Growth shares require the creation and issue of a new class of shares which have the rights to the growth in the value of the company above a threshold.
JSOPs also give employee joint owners the value above a threshold but use an existing class of shares. Depending on which is more convenient the jointly owned shares may either be existing shares or new issued shares of an existing class. Because a new share class is not being created they are less flexible than the growth shares. In essence the HR aims of the award have to fit within the standard rules of a JSOP whereas for a growth share potentially the growth share can be designed to fit around the HR aims. But increasingly this flexibility for growth shares is a double-edged sword because it risks the creation of a financial instrument that is too complex or difficult to value and so may lack resilience in the event of an HMRC look back valuation review.
JSOPs require a joint or co-owner with the employee. Normally the joint owner is a trust although another shareholder could be the joint owner. The involvement of the trust creates the complications of another party being involved and growth shares do not require this extra party.
For a close company the funding of the trust to acquire further shares for joint ownership cannot because of an additional tax cost normally be structured as a repayable loan from the company but has to be structured as a non-returnable contribution by the company. This means that when the jointly owned shares are sold the value that belongs to the trust cannot be returned to the company by way of a loan repayment and so the value is held within the trust and essentially available only for the benefit of employees i.e. not for the company as a whole or the other shareholders.

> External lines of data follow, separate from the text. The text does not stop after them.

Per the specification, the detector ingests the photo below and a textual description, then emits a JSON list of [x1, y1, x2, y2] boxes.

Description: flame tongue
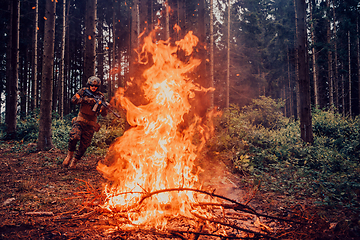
[[97, 31, 212, 227]]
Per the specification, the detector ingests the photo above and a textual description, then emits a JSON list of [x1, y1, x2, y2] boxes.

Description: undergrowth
[[209, 97, 360, 212], [0, 110, 125, 157]]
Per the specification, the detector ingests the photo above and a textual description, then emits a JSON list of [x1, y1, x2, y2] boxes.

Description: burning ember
[[97, 29, 217, 228]]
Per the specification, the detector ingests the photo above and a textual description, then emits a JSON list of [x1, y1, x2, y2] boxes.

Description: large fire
[[97, 29, 217, 228]]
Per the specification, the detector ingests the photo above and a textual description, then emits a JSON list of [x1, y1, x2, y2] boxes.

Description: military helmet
[[87, 76, 101, 87]]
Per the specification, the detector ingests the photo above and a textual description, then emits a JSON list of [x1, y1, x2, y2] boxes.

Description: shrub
[[211, 97, 360, 211]]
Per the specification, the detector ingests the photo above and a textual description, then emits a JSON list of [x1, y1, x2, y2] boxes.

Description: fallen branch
[[191, 211, 278, 239]]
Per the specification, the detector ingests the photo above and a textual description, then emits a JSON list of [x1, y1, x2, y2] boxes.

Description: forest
[[0, 0, 360, 239]]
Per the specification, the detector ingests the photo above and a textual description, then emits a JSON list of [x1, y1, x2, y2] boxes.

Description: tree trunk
[[97, 16, 104, 93], [83, 0, 97, 85], [5, 0, 20, 139], [348, 31, 352, 117], [296, 0, 314, 143], [129, 0, 139, 79], [357, 16, 360, 115], [31, 0, 39, 111], [287, 47, 293, 117], [226, 0, 230, 109], [332, 1, 339, 111], [37, 0, 56, 150], [342, 64, 345, 115], [210, 0, 214, 108], [327, 0, 333, 111], [294, 0, 300, 120], [110, 3, 116, 97], [310, 0, 319, 108], [165, 1, 170, 40], [64, 0, 70, 115], [59, 0, 66, 119]]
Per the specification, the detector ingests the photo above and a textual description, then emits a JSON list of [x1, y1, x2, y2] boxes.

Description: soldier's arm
[[71, 89, 83, 104]]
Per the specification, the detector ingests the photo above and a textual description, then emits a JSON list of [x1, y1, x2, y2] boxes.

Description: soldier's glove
[[82, 96, 96, 104]]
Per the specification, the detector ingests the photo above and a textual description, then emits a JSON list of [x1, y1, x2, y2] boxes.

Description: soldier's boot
[[69, 158, 80, 169], [62, 151, 74, 167]]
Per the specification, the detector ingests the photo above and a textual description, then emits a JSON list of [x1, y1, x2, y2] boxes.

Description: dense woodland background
[[1, 1, 360, 235], [0, 0, 360, 146]]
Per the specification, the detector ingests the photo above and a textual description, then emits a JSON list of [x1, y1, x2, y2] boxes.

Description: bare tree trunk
[[37, 0, 56, 150], [327, 0, 333, 111], [129, 0, 139, 79], [287, 47, 293, 117], [108, 23, 112, 98], [5, 0, 20, 139], [226, 0, 230, 109], [294, 0, 300, 120], [83, 0, 97, 85], [348, 31, 352, 117], [310, 0, 319, 108], [296, 0, 313, 143], [165, 1, 170, 40], [357, 16, 360, 115], [59, 0, 66, 119], [31, 0, 39, 111], [210, 0, 214, 108], [97, 16, 104, 93], [64, 0, 70, 115], [332, 1, 339, 111], [110, 3, 116, 97], [341, 72, 345, 115]]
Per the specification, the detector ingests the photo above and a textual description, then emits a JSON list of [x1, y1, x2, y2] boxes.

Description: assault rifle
[[84, 89, 121, 118]]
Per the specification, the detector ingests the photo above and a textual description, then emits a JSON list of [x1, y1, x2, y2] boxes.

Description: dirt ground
[[0, 142, 359, 239]]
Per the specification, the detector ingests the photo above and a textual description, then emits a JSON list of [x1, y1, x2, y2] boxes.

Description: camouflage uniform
[[63, 82, 107, 168]]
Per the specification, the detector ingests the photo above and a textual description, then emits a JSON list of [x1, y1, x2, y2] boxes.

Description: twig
[[244, 180, 261, 205], [195, 202, 306, 224], [191, 211, 278, 239]]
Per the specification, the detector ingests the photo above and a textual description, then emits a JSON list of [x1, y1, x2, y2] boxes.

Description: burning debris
[[69, 29, 306, 239]]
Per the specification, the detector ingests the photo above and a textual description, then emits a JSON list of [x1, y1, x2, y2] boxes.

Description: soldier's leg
[[63, 122, 82, 167], [70, 124, 95, 168]]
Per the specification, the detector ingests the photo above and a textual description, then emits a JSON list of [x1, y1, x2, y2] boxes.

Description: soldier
[[63, 76, 107, 169]]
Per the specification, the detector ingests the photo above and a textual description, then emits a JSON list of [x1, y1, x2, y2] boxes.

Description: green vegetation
[[0, 111, 126, 157], [210, 96, 360, 212], [1, 96, 359, 212]]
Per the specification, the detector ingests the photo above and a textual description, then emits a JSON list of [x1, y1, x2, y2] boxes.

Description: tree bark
[[64, 0, 70, 115], [327, 0, 333, 111], [332, 0, 339, 111], [226, 0, 230, 109], [210, 0, 214, 108], [37, 0, 56, 150], [296, 0, 314, 143], [129, 0, 139, 80], [310, 0, 319, 108], [59, 0, 66, 119], [5, 0, 20, 139], [348, 31, 352, 117], [294, 0, 300, 120], [83, 0, 97, 85], [287, 47, 293, 117], [165, 0, 170, 40], [357, 16, 360, 115], [97, 13, 104, 93], [31, 0, 39, 111]]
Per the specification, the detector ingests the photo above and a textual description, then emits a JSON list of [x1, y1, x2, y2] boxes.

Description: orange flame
[[97, 30, 217, 228]]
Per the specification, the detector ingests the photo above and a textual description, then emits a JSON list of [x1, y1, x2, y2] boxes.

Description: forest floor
[[0, 142, 359, 239]]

With growth shares the shareholder only gets the growth in value above a threshold and the rest of the value of the company is automatically shared out amongst all the other shareholders.
There are important valuation similarities and differences between growth shares and JSOPs. Both awards involve the employee receiving an employment related security and its market value is subject to employment taxes at the outset. But this market value can no longer be agreed upfront with HMRC and so is subject to a potential look back valuation review by HMRC in the future.
Both growth shares and JSOPs require as a building block for their own valuation a valuation of the company.
The valuation of growth shares is a contentious subject and HMRC are on record as saying that nil or negligible values agreed for growth shares by them in the past had sometimes been agreed in error. HMRC can argue with some force that it is hardly likely that the company would go to all the trouble of creating a new class of shares and changing its articles solely to incentivise management if the expected value of the instrument created was nil. This undermines traditional growth shares which often had a nil market value but doesn’t provide a coherent and acceptable to HMRC basis for valuing such shares which one can with reasonable confidence assume should be resilient to a look back HMRC review. The diversity of growth shares also means it is impossible to standardise a valuation methodology.
This does not prevent growth share awards being made but it is setting up a dynamic where there is a tendency to play safe and assume a higher value and cost of participation than might be necessary because of the uncertainty and the costs of preparing growth share valuations that might be resilient to HMRC look back reviews start to become disproportionate.
JSOPs in contrast providing they do not stray from the basic model have a valuation methodology that was codeveloped with HMRC about 20 years ago at the inception of the JSOP to lean on and so a JSOP valuation should be more resilient to a potential look back review.